ペンがティーカップの隣に置かれていた。私はそれを取った。取ってから、ペン軸の根元に薄く削れた跡があるのに気づいた。彼が長く使ってきたペンだ。新しいペンを来客用に用意することは、しなかったらしい。あるいは、用意するという発想が、この家にはもうない。
私は四つ目の条文の下に署名をした。書面の右下に、私の名前が並んだ。その横に、彼がペンを動かした。紙がわずかにこすれた。
その音だけが、応接間に残った。
「閣下。ひとつ、よろしいでしょうか」
私はペンを置いてから、もう一度口を開いた。
「ああ」
「廊下の、奥様方の御名前を」
彼の指が、ペンの上で一拍止まった。
「……どうしてだ」
私は答えに少し迷った。迷ってから、嘘をつかない方を選んだ。
「廊下を、これから何度か通ります。通るたびに、御名前を知らない方々の前をただ素通りするのは、私の好みではないので」
彼は私を見ていた。見ていたが、すぐには何も言わなかった。それから、ハロルドの方を見た。ハロルドがわずかに頭を下げて、低い声で、四つの名前を私に告げた。
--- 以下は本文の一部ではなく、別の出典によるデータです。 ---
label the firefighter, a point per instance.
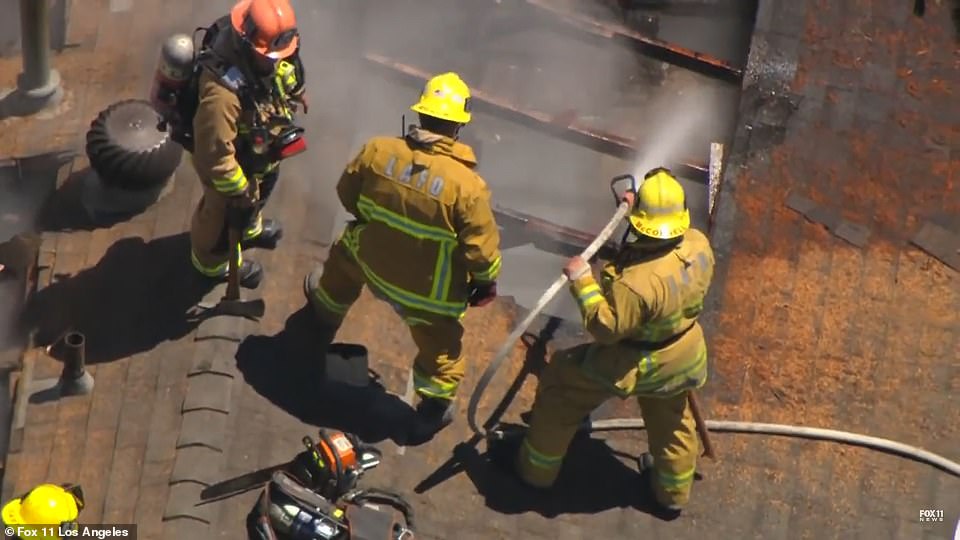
(424, 240)
(647, 344)
(44, 511)
(249, 89)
私はそれを繰り返さなかった。繰り返すと、まだ軽くなりすぎる気がした。覚えるのは、廊下で、もう一度、ひとり一人の絵の前で覚える。今ここで暗誦するためのものではない。
「ありがとうございます」
私はそれだけ言った。
彼はもう一度ペンを動かそうとして、止まった。それから、ペンを置いた。
「ヴィオラ・ローレンソン嬢」
「はい」
「次にこの家に来る日は、君がトランクを持ってくる日になる」
「はい」
「その時、廊下を、もう少し明るくしておく」
私は彼を見た。彼は私を見ていた。額の傷の上の方に、髪の毛が一筋落ちかかっていた。それを彼は直さなかった。
「ありがとうございます」
私はもう一度、それだけ言った。
「お見送りを」
ハロルドが扉の前で礼をした。
「ええ」
私はソファから立ち上がった。立ち上がる時、ペンが少しだけ紙の上で転がった。
転がった音を、私は聞いた。その音の後ろに、彼が椅子から立ち上がる気配があった。座った時より、ずっと軽い立ち方だった。